Why does perfection in an encryption algorithm require compression? Did you mean to say “compression algorithm”?
Some notes on compression algorithms:
If one defines a compression algorithm as a bijective map on all strings, and a decompression algorithm as an inverse of a compression algorithm, then according to this definition, all decompression algorithm are also compression algorithms.

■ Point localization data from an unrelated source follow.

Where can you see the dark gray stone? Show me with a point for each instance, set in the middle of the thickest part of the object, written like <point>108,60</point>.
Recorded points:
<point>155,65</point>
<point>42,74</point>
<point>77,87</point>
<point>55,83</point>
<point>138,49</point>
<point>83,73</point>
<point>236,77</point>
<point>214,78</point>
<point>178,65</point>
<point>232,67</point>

Suppose we apply a compression algorithm to a string, and then apply the algorithm to the result, and so on and so on. Suppose we call this the orbit of the string. Every orbit will be finite or infinite. A finite orbit will eventually come back to the original string. The length of strings in an orbit cannot be strictly monotonically decreasing, and if they are constant, then the orbit must be finite. In an infinite orbit, the length of the strings will tend towards infinity. So every compression algorithm will either simply cycle between some strings, or eventually makes things bigger.
Why does perfection in an encryption algorithm require compression? Did you mean to say “compression algorithm”?
Some notes on compression algorithms: If one defines a compression algorithm as a bijective map on all strings, and a decompression algorithm as an inverse of a compression algorithm, then according to this definition, all decompression algorithm are also compression algorithms. Suppose we apply a compression algorithm to a string, and then apply the algorithm to the result, and so on and so on. Suppose we call this the orbit of the string. Every orbit will be finite or infinite. A finite orbit will eventually come back to the original string. The length of strings in an orbit cannot be strictly monotonically decreasing, and if they are constant, then the orbit must be finite. In an infinite orbit, the length of the strings will tend towards infinity. So every compression algorithm will either simply cycle between some strings, or eventually makes things bigger.
Yes, thank you, I meant compression algorithm.